Kasus dugaan Kekerasan Dalam Rumah Tangga (KDRT) Ustaz Evie Effendi yang dilaporkan oleh anak perempuannya inisial NAT (19 tahun) ke Polrestabes Bandung tetap lanjut, meski kedua pihak saling memaafkan.
Proses memaafkan itu dilaksanakan di Reskrim Polrestabes Bandung, Senin (10/11). NAT dan Evie Effendi hadir di lokasi.
"Proses mungkin masih tetap berjalan tapi udah saling maafin," kata NAT.
"Sempet ngobrol juga, terus udah aku maafin, aku juga minta maaf sama ayah, tapi untuk proses hukum masih terus berjalan. Minta doanya aja semoga dilancarkan," kata NAT melanjutkan.
Hal yang sama juga disampaikan oleh Evie Effendi. Ia menyebut kasus KDRT itu telah islah.
"Islah, semuanya, dengan mediasi, dengan konfrontir," kata ustaz kondang asal Bandung itu.
"Mestinya ini dilakukan di awal ya, cuma ya mungkin takdir menjawabnya hari ini," lanjut dia.
Sebelumnya, ustaz Evie Effendi dilaporkan oleh anak perempuannya inisial NAT (19 tahun) ke Polrestabes Bandung. Pelaporan ini terkait dengan dugaan kasus Kekerasan Dalam Rumah Tangga (KDRT).

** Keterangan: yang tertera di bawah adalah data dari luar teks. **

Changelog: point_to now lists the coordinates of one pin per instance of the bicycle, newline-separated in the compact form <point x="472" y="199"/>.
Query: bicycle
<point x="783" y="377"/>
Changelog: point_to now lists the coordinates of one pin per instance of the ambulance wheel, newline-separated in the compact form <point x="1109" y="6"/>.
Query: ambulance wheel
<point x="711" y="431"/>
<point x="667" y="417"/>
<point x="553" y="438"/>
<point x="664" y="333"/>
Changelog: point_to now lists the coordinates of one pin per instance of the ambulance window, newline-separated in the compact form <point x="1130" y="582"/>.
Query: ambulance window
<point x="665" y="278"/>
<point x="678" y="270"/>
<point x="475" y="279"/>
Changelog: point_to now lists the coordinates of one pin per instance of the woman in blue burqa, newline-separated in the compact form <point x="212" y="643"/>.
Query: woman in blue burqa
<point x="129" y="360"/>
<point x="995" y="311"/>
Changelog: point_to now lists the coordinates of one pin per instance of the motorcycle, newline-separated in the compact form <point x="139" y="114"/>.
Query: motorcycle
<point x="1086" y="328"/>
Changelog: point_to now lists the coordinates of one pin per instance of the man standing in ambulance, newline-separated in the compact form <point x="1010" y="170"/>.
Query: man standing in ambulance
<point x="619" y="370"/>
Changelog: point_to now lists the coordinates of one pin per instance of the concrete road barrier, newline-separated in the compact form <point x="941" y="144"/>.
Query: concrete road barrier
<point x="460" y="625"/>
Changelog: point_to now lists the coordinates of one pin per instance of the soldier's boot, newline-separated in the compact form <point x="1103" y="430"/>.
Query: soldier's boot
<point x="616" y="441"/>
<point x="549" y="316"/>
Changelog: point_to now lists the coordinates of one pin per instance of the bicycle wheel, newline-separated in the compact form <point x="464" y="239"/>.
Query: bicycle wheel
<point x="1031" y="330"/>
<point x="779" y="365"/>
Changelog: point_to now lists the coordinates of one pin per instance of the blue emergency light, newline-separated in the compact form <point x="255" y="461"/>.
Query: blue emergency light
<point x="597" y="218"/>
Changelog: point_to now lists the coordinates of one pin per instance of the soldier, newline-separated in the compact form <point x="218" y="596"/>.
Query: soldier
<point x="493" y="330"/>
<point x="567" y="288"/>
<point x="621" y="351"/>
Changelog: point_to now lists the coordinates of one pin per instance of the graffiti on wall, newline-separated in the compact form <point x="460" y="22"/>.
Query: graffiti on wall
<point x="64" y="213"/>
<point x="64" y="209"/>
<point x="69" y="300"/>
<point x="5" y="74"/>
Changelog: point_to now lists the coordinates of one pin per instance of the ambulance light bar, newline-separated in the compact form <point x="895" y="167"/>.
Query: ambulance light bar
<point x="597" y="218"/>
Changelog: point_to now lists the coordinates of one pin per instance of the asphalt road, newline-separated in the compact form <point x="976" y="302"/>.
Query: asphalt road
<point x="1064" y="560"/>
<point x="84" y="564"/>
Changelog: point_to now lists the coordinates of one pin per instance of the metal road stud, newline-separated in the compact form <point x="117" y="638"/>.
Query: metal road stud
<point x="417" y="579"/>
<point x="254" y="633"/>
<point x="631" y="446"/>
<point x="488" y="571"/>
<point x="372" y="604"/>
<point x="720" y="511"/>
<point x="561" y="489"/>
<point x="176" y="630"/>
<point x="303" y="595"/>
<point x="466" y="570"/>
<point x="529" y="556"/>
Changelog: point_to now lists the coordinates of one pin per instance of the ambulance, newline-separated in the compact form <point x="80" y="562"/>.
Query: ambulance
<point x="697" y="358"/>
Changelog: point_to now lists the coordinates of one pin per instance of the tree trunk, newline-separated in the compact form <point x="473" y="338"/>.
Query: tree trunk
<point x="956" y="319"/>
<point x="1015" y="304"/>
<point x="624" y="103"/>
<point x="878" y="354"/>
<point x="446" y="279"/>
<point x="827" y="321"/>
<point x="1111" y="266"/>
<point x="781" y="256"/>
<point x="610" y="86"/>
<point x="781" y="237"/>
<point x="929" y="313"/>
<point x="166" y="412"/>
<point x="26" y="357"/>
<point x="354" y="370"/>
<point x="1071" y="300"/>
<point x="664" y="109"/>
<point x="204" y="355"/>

"Iya, dilaporkan sama anaknya sendiri, kasus penganiayaan, KDRT ya," kata Kasat Reskrim Polrestabes Bandung AKBP Abdul Rachman kepada kumparan, Kamis (28/8).
Laporan itu bernomor LP/B/985/VII 2025/SPKT/POLRESTABES BANDUNG/ POLDA JAWA BARAT.